Going to make the same with your config (but bond0 as bridge port and
using 2 interfaces in comment #0 with ifcfg-lacp)...
Comment 7 Patrick Schaaf 2024-05-23 11:29:07 UTC
(In reply to Marius Tomaschewski from comment #6)

> == dummy0 is manual and skipped + vlan10 requires it -> skip both

If that is the intended behaviour (and recent change was just about actually making it so, previously it only accidentally brought both up) - then fine with me + I will adapt my ways!

(no need from my pov for you to try and recreate my more complicated setup)

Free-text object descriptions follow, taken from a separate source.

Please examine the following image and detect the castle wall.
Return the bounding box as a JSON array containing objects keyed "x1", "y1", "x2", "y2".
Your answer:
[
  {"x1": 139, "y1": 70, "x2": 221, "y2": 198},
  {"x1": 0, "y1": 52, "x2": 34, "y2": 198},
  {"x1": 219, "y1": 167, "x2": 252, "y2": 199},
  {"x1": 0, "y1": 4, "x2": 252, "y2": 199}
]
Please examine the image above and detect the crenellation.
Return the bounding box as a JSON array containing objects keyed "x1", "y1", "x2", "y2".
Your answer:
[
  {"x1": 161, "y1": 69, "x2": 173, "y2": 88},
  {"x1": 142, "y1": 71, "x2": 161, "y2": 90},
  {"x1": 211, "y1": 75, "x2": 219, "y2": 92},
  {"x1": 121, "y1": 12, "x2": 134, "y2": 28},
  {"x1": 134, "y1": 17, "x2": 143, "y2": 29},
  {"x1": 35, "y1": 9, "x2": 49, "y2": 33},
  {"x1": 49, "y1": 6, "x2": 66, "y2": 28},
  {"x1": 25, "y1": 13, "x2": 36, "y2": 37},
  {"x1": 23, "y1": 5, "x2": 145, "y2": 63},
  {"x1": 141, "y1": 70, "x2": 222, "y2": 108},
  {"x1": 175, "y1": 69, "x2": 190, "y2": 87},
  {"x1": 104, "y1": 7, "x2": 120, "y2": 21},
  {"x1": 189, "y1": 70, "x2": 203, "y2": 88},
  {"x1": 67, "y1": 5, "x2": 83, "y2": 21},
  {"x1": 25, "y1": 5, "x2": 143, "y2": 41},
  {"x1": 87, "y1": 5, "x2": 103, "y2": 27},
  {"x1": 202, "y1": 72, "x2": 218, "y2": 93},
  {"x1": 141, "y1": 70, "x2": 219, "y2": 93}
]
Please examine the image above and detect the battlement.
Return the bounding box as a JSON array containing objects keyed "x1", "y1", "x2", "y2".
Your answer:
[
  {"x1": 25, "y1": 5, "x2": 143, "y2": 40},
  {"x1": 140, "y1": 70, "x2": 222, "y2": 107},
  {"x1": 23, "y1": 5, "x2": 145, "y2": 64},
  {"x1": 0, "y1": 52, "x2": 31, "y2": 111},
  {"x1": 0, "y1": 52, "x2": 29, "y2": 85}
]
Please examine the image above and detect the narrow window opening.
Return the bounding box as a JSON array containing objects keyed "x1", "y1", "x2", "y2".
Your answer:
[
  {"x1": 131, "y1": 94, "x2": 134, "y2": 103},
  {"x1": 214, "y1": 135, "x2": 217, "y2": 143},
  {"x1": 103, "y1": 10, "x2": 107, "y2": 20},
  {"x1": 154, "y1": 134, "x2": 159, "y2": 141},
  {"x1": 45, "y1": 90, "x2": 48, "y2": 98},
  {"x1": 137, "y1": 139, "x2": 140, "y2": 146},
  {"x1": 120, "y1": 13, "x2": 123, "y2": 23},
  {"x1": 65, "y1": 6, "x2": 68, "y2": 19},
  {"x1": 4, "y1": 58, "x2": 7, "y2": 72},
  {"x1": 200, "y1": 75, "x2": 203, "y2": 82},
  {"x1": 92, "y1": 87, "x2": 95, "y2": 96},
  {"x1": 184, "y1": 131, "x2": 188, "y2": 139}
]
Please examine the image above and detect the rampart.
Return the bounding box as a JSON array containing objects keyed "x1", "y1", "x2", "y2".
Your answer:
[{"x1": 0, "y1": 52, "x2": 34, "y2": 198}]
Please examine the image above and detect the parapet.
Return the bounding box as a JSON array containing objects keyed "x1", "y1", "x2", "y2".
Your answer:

Thank you again for the answers, they give me the direction I need. I'd be happy for the ticket to be closed.
Comment 8 Marius Tomaschewski 2024-05-23 13:30:07 UTC
(In reply to Patrick Schaaf from comment #7)
> (In reply to Marius Tomaschewski from comment #6)
> 
> > == dummy0 is manual and skipped + vlan10 requires it -> skip both
> 
> If that is the intended behaviour (and recent change was just about actually
> making it so, previously it only accidentally brought both up) - then fine
> with me + I will adapt my ways!

OK. Yes, previously we were not considering STARTMODE=manual and off properly.

> (no need from my pov for you to try and recreate my more complicated setup)
> 
> Thank you again for the answers, they give me the direction I need. I'd be
> happy for the ticket to be closed.

OK, thanks for the report anyway! Closing as "problem described is not a bug."